Вокруг нас царит тишина леса, нарушаемая случайным шепотком ветра в сосновых иглах. Я глубоко дышу и пытаюсь успокоить сердце, найти спокойствие, которого пока не могу достичь. Мы не обязаны побеждать. Мы просто должны выбраться живыми.

Поворот тропинки заводит нас глубже в чащу леса. Не мрачную, но почти очаровательную, полную светлячков, порхающих вокруг нас. И вскоре мы доходим до еще одних ворот. Эти ведут к подвесному мосту надо рвом с темной водой. Ров окружает одинокую башню с зубчатым верхом, похожую на замок.

Как и на первых воротах, тут на перемычке есть резьба. Опять молоты Гефеста – и новые слова:

СТУПАЙ ВПЕРЕД СМЕЛО.

НО НЕ СЛИШКОМ СМЕЛО.

– Так… – говорит Бун. – Зловеще.

Эти слова не воодушевляют – это предупреждение. А последнее предупреждение, вырезанное в камне, закончилось плохо.

Пока мы пялимся на слова, я вспоминаю, откуда их знаю. Один из наших заложников однажды стырил книгу с кельтскими сказками, которую мы передавали из рук в руки. Там была сказка про мужчину, который убивал женщин в своем замке, а его невеста узнала ужасную правду. И узнала, потому что ей был любопытен замок, о котором жених говорил, но никогда не показывал, и она пошла искать его сама.

В итоге любопытство спасло ей жизнь.

По крайней мере, я всегда так это интерпретировала. Наверное, потому и помню сказку. А еще это значит, что я не удивляюсь словам, вырезанным над дверью башни, которые мы видим, перейдя через ров:

СТУПАЙ ВПЕРЕД СМЕЛО.

НО НЕ СЛИШКОМ СМЕЛО.

ЧТОБЫ КРОВЬ ВНУТРИ ТЕБЯ НЕ ЗАЛЕДЕНЕЛА.

– Веселуха, – бормочет Бун. Но его чувство юмора угасло, он перешел в режим «делай дело».

Я медлю, положив руку на старомодный рычаг, и смотрю вверх, изучая каменную башню. Мне не видно окон, щелей или хоть чего-нибудь с этой стороны, чтобы посмотреть, сколько там уровней.

– Что думаешь? – спрашиваю я. – Семь или восемь этажей?

– Похоже на то.

Пережить семь или восемь уровней. Но даже если мы не доберемся до верха вовремя, мы не умрем. Это хотя бы что-то.

Рычаг протестующе скрипит, когда я давлю на него, и мы вместе с Буном шагаем внутрь.

75
Победить, проиграть или умереть

Не знаю, чего я ждала от первого автоматона Гефеста, но, будь я проклята, точно не того, что это будет маленький ребенок из чистого золота, стоящий в центре круглой комнаты.

Дверь закрывается за нами, оставляя пространство, освещенное фонарями и единственным окном с противоположной стороны.
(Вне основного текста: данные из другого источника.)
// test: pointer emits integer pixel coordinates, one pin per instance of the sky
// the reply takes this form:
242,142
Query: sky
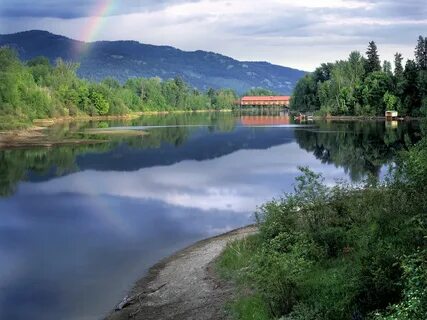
300,34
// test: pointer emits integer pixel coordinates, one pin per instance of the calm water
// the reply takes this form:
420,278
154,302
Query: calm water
80,224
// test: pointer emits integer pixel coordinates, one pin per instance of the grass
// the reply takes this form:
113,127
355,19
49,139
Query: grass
233,265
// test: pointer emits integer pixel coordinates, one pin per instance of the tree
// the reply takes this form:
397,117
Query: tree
398,67
411,94
387,67
304,97
259,92
373,60
421,54
99,102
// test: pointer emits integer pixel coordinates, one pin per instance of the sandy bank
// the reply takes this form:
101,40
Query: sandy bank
183,286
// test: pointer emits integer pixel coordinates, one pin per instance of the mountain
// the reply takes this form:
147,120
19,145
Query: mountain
127,59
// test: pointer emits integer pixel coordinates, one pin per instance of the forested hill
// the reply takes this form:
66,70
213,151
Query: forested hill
125,59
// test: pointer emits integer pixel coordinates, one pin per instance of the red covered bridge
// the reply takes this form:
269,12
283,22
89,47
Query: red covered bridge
261,101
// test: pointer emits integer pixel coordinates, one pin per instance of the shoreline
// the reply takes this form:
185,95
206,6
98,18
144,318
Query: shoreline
35,134
182,283
129,116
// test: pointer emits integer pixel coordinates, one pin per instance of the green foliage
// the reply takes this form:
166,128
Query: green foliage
342,252
259,92
359,86
38,89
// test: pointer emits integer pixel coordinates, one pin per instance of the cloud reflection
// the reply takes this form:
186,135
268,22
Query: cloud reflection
237,182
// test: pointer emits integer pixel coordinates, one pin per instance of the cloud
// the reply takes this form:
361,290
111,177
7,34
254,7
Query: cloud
299,34
70,9
221,184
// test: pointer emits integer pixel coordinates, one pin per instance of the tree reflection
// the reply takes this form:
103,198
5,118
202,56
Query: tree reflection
359,147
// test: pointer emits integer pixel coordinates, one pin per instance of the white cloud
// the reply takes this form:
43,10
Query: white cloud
298,34
225,183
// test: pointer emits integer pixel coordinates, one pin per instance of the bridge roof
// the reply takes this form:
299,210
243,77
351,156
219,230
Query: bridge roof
266,98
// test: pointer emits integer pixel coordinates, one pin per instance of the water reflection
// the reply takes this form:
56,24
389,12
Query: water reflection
80,224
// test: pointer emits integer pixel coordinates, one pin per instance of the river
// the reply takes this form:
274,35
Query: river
80,224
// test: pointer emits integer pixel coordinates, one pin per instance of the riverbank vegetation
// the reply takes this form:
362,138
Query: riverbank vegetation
341,252
362,86
38,89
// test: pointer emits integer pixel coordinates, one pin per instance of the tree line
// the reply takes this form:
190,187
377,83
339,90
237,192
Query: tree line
39,89
363,86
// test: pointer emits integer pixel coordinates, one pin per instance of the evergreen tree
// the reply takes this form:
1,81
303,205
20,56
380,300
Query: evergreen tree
373,61
398,68
387,67
421,54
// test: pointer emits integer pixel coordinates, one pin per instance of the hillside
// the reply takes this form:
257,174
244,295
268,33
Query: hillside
126,59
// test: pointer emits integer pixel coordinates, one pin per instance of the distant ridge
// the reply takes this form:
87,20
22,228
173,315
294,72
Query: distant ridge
126,59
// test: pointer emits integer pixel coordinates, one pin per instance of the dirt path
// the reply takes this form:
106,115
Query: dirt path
182,286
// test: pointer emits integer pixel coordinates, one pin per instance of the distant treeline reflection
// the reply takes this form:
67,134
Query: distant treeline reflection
358,147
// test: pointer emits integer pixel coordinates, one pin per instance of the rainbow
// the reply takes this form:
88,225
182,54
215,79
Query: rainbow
96,20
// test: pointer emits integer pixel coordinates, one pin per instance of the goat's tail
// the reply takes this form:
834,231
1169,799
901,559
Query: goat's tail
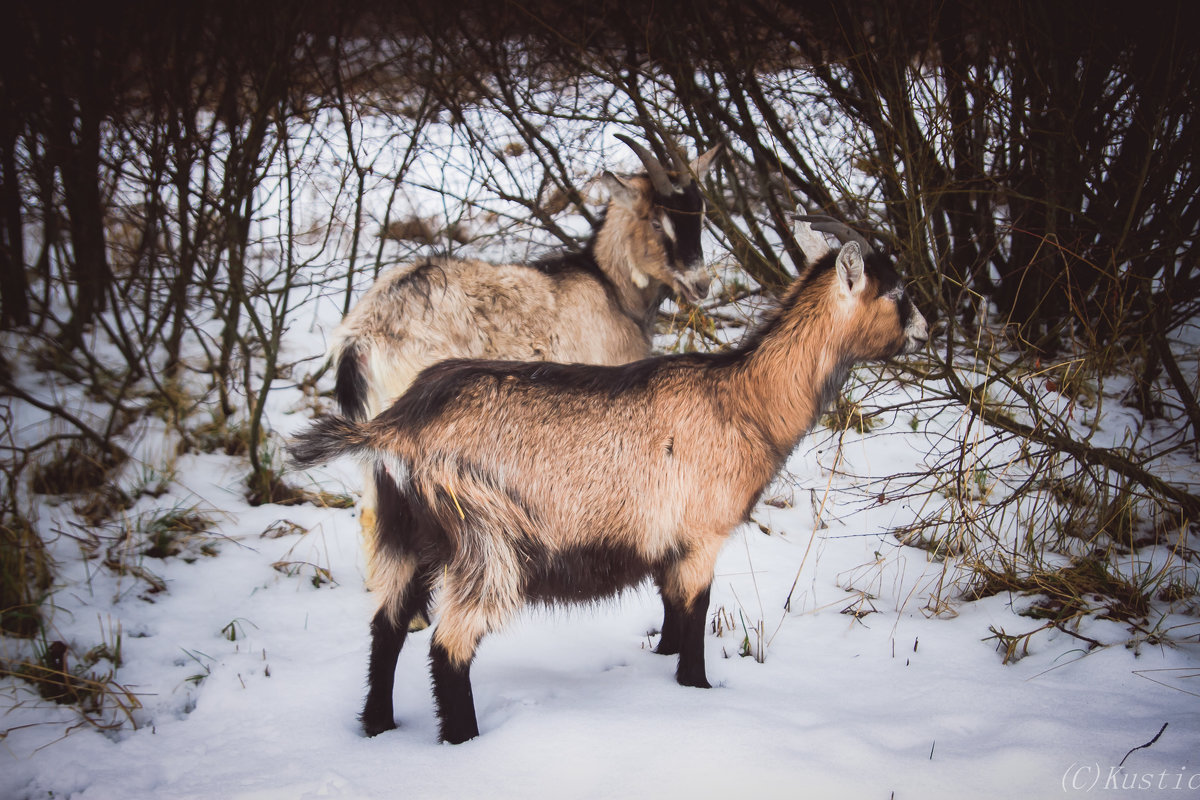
351,383
327,439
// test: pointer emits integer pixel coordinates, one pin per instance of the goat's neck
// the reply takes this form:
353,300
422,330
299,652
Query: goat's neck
789,379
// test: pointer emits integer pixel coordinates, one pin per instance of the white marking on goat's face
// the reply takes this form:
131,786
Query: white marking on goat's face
663,224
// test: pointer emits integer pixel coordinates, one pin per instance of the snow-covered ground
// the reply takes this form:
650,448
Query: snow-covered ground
250,675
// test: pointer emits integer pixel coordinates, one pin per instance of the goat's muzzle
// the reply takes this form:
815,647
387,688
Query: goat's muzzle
693,286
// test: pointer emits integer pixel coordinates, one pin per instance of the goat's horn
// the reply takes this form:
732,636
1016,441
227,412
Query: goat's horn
840,229
658,175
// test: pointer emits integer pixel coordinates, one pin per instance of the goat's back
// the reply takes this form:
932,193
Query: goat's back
579,450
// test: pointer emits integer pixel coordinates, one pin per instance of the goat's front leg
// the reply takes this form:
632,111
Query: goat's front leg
455,641
690,671
672,623
685,588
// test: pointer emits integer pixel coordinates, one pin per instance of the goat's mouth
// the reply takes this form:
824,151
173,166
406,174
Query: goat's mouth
693,287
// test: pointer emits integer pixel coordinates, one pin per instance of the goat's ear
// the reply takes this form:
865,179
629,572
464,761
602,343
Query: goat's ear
700,164
850,269
622,193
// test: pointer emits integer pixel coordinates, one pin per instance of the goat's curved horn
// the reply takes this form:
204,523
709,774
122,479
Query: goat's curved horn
658,175
840,229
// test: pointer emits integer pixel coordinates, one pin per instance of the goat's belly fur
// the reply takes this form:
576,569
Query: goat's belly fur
587,572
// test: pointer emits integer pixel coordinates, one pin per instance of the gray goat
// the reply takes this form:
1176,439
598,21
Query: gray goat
520,483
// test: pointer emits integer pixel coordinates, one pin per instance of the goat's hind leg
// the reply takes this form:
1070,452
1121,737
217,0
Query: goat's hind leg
451,651
389,629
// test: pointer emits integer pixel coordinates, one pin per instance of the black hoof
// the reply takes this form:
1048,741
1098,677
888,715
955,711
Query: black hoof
666,648
375,727
459,737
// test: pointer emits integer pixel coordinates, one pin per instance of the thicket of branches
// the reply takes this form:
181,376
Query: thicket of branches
1032,168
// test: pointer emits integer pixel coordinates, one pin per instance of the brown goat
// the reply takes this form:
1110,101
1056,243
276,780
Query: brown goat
592,307
546,482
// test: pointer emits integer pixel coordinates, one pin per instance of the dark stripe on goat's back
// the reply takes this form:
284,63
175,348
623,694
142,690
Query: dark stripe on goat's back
436,388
Ребенок-автоматон, выглядящий года на три, медленно поднимает мясницкий нож самого зловещего вида, и его миленький ротик изгибается в улыбке, отражающей чистое зло. Он бежит на меня, широко размахивая ножом, а его звенящий радостный смех наполняет комнату.

– Твою мать! – ору я.

Хватаюсь за топор, но я настолько обалдела от убийцы-ребенка, что промахиваюсь мимо кармана. Пытаясь нащупать оружие, я разворачиваюсь и бегу. Между нами с автоматоном встает Бун и пинком отправляет металлического пацана через всю комнату. Тот бьется о стену, но быстро поднимается на ноги и хихикает, прежде чем снова начать гоняться за нами. К этому моменту я уже не пытаюсь добраться до топора. Я не смогу вынести, если придется зарубить ребенка, пусть даже это автоматон.
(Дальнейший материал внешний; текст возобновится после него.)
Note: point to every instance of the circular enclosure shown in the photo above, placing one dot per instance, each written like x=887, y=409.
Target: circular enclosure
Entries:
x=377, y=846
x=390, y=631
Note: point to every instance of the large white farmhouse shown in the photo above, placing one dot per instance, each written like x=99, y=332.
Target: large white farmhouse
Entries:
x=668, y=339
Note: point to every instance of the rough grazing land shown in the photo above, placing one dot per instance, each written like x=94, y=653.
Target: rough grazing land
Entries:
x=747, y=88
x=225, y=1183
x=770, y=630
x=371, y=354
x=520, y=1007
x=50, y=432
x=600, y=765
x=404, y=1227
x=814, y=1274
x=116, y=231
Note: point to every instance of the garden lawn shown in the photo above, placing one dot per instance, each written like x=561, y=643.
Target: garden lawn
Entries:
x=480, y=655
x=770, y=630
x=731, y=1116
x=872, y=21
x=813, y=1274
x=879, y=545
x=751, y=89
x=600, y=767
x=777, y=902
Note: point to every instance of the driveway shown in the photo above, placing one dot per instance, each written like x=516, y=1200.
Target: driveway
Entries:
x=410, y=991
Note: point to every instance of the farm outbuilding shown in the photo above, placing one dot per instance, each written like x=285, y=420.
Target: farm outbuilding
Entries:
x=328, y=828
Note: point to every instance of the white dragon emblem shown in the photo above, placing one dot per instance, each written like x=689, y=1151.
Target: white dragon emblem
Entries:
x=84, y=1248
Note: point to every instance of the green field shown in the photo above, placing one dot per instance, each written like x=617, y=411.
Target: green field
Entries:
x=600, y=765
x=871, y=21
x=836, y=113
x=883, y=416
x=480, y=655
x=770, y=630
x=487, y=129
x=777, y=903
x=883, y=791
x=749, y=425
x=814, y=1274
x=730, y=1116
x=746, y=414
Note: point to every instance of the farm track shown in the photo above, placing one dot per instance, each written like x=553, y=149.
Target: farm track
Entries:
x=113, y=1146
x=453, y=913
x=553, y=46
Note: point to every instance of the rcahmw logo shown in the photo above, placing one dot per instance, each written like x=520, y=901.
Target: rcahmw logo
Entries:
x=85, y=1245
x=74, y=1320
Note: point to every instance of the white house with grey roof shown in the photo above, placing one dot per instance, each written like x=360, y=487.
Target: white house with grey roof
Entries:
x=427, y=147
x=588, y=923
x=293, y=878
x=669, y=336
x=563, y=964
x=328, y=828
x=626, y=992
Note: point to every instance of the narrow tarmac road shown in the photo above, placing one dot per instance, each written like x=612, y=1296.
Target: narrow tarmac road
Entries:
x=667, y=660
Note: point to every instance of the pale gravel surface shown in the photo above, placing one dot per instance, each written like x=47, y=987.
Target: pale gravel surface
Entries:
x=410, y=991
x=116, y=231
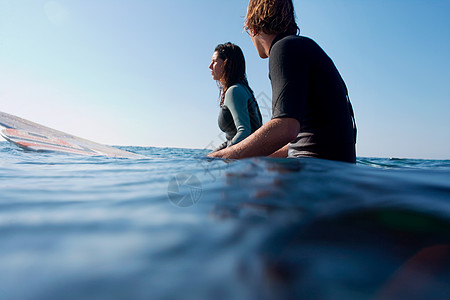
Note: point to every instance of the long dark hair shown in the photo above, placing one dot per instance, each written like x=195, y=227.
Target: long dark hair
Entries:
x=233, y=68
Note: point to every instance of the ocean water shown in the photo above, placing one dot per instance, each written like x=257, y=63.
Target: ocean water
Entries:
x=178, y=225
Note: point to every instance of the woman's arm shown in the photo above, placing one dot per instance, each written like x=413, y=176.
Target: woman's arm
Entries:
x=271, y=137
x=236, y=99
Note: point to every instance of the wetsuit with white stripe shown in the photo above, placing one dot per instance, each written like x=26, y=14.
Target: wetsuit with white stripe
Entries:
x=239, y=115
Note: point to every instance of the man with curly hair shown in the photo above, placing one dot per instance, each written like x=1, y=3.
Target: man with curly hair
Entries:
x=311, y=113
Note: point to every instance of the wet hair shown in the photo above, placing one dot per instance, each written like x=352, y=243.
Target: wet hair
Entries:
x=271, y=17
x=233, y=68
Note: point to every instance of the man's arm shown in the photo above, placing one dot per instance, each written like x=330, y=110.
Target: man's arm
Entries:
x=281, y=153
x=270, y=137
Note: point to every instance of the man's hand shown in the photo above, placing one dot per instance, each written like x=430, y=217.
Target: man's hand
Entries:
x=269, y=138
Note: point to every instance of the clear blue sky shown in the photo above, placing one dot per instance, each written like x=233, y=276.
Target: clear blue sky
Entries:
x=136, y=72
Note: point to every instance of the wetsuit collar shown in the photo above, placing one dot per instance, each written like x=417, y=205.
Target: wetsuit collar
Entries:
x=277, y=38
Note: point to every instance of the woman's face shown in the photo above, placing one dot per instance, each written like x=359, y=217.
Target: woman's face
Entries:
x=216, y=67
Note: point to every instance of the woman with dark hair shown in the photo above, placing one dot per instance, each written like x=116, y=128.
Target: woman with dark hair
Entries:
x=239, y=114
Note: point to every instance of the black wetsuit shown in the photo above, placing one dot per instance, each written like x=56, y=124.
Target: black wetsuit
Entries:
x=307, y=86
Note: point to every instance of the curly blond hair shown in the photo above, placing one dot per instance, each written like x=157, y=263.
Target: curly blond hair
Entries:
x=271, y=17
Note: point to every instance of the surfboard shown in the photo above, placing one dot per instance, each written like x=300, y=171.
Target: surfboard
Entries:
x=35, y=137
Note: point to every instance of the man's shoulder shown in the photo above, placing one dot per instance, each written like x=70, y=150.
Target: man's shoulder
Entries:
x=293, y=41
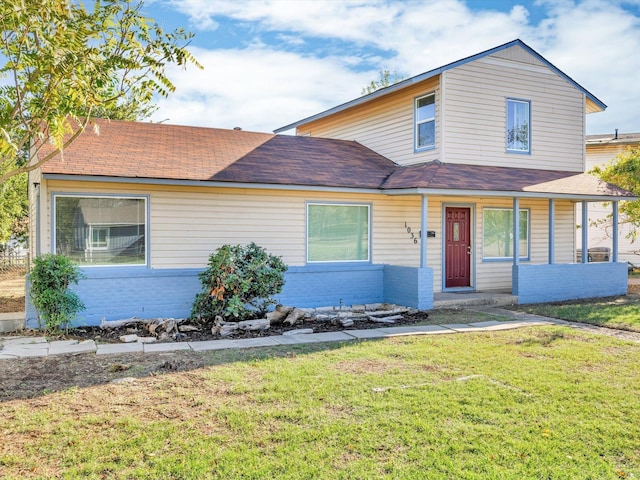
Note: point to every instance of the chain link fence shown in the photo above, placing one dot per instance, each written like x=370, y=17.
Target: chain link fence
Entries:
x=14, y=265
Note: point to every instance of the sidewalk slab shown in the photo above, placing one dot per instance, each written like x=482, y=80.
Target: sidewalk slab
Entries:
x=22, y=340
x=36, y=350
x=292, y=339
x=461, y=327
x=72, y=347
x=165, y=347
x=328, y=337
x=254, y=342
x=205, y=345
x=107, y=348
x=366, y=333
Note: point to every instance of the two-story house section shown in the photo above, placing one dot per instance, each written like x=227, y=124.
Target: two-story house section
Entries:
x=462, y=179
x=481, y=138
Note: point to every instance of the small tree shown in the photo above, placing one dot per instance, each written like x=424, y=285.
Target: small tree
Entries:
x=385, y=79
x=238, y=283
x=624, y=171
x=50, y=280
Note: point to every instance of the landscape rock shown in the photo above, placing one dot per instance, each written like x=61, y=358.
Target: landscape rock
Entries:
x=228, y=329
x=294, y=317
x=279, y=314
x=299, y=331
x=260, y=324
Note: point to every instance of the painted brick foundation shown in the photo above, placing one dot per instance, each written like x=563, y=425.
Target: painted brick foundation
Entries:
x=554, y=283
x=409, y=286
x=117, y=293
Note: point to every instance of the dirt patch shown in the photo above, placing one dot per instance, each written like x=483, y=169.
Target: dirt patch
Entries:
x=204, y=333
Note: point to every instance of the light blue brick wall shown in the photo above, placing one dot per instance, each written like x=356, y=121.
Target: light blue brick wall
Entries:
x=554, y=283
x=409, y=286
x=323, y=285
x=118, y=293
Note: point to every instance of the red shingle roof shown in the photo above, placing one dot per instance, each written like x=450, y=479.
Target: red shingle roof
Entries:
x=159, y=151
x=154, y=150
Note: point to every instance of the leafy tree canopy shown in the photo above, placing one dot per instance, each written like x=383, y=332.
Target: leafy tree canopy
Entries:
x=624, y=171
x=62, y=64
x=386, y=79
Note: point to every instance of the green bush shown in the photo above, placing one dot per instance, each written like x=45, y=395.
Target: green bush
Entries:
x=238, y=283
x=50, y=280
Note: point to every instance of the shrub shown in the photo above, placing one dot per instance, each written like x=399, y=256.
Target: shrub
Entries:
x=50, y=280
x=238, y=283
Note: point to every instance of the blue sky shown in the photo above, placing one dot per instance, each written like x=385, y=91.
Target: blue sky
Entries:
x=269, y=63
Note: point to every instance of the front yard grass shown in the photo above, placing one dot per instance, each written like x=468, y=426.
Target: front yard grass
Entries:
x=622, y=312
x=544, y=402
Уворачиваясь от смертоносного и смеющегося демона-карапуза, я вытаскиваю из жилета бечевку, которую Зэй вернул мне после Подвига Диониса.

Бун видит, что я делаю, и, не говоря ни слова, начинает работать со мной.
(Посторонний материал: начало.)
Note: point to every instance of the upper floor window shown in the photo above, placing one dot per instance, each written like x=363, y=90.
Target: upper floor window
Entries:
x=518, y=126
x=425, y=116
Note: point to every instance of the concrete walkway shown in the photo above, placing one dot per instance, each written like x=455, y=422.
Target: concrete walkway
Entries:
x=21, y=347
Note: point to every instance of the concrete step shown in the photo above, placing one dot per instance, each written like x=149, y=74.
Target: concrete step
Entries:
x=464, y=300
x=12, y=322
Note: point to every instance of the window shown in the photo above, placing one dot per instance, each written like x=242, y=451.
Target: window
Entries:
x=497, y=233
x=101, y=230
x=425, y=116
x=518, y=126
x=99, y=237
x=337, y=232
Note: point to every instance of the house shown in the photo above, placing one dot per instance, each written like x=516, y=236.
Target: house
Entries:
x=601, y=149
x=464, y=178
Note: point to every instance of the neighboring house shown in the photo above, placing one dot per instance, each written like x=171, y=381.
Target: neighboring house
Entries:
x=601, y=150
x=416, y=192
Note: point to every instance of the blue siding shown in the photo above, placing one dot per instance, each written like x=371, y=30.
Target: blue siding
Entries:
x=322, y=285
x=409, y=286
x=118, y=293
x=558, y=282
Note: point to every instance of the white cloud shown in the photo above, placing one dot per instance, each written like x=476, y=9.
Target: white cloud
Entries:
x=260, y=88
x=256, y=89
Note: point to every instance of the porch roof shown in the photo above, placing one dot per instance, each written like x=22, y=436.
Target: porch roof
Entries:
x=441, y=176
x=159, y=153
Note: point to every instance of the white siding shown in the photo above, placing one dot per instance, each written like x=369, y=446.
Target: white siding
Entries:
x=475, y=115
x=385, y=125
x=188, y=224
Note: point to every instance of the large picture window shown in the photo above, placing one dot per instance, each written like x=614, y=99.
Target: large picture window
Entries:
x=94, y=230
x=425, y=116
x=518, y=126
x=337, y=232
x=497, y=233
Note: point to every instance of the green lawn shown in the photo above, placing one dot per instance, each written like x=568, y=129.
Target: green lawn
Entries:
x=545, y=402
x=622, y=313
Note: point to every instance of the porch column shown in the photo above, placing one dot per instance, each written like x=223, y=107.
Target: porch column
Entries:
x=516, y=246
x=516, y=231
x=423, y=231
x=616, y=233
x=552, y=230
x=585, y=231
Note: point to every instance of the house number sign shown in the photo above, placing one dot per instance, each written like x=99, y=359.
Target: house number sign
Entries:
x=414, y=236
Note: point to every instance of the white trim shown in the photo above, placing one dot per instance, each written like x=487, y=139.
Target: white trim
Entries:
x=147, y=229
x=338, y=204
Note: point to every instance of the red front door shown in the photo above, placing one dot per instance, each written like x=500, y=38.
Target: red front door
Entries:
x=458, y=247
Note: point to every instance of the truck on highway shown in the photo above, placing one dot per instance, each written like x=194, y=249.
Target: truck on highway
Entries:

Требуется еще один пинок от Буна и наши совместные действия, чтобы еще три раза увернуться от автоматона, прежде чем я наконец могу захватить эту скотину сзади, пока он гоняется за Буном. Я обматываю вокруг него бечевку, пока металлические руки не оказываются плотно прижаты к бокам. Как только автоматон перестает корчиться и с лязгом роняет нож, справа от нас распахивается потайная дверь.

Теперь я понимаю, почему прохождение в одиночку было бы проблемно.

– Неплохо, Керес, – говорит Бун.

Он даже не запыхался. А я – да.

За дверью мы находим ведущую наверх каменную винтовую лестницу, истертую ногами, которые ступали по ней много веков подряд. Когда мы доходим до следующего этажа, дверь туда уже открыта.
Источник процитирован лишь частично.